El anciano siguió al ave con la mirada hasta que la claridad de la luna la engulló. Con paso cansado se dirigió al camastro y se dejó caer sobre él.
—Que Aelinnie nos asista a todos —murmuró.
Sabía de antemano que esa noche tampoco podría conciliar el sueño.
Vardanire
La mayoría de visitantes recordaban durante el resto de sus vidas la primera vez que cruzaban las puertas de Vardanire.

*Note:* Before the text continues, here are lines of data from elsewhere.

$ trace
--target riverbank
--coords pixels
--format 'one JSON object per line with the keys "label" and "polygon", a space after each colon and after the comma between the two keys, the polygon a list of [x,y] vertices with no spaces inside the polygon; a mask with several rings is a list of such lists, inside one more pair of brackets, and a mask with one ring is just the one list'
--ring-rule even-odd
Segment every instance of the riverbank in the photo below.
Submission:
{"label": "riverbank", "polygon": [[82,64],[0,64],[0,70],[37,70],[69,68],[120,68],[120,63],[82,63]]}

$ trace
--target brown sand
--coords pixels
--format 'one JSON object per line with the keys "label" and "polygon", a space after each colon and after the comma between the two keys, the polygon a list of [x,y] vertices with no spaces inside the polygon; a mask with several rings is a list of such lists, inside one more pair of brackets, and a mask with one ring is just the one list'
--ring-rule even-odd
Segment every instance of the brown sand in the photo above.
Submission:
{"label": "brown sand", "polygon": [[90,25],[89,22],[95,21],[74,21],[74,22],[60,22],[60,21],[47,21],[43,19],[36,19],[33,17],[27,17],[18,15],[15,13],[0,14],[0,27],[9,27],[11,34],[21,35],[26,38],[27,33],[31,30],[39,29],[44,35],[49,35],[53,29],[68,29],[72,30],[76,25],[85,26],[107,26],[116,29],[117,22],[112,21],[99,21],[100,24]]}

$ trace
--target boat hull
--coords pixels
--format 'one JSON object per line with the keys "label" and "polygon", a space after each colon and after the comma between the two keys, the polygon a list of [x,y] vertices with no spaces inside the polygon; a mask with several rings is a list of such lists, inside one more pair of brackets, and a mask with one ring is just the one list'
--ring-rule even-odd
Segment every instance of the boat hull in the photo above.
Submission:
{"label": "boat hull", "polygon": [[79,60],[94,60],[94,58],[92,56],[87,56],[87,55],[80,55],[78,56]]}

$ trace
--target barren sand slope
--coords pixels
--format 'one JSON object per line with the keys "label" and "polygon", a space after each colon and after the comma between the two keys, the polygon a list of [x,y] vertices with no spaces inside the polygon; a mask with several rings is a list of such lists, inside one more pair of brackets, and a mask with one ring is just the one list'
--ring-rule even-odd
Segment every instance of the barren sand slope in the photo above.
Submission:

En el centro de las altas murallas de granito gris, un majestuoso arco de medio punto enmarcaba dos portones de roble blanco de unas dimensiones a todas luces exageradas. Herdi calculó que treinta hombres alineados con los brazos en cruz podrían atravesarla al mismo tiempo y aún así, sobraría espacio a ambos extremos. El enano observó las tareas de enlucido de las dovelas por parte de un grupo de tallistas encaramados en andamios que le parecieron bastante firmes. Se ocupaban de que cada una de las nueve letras en relieve que componían el nombre de la ciudad resultaran legibles para todos los que transitaban ochenta pies más abajo.
Al cruzar los muros lo primero que se veía en el horizonte era el Consulado Imperial, flanqueado por dos torreones descomunales, de una altura que Herdi calculó entre doscientos noventa y cinco y trescientos pies. Una amplia avenida embaldosada conducía desde las puertas de la ciudad hasta el Palacio del Cónsul; a ambos lados de la calle se alzaban estilizados edificios con fachadas alicatadas de mármol y engalanadas con elaborados frisos, relieves de yeso pintados y mosaicos de cuarzo. Casi todos tenían un pequeño jardín cercando el patio, con alguna fuente y una o varias estatuas también de mármol.
—Los larguiruchos tienen más talento para construir de lo que esperaba —comentó Herdi con admiración.
—Tu padre te daría un buen pescozón si te escuchase hablar así, joven Hérdierk —repuso el viejo Grodi.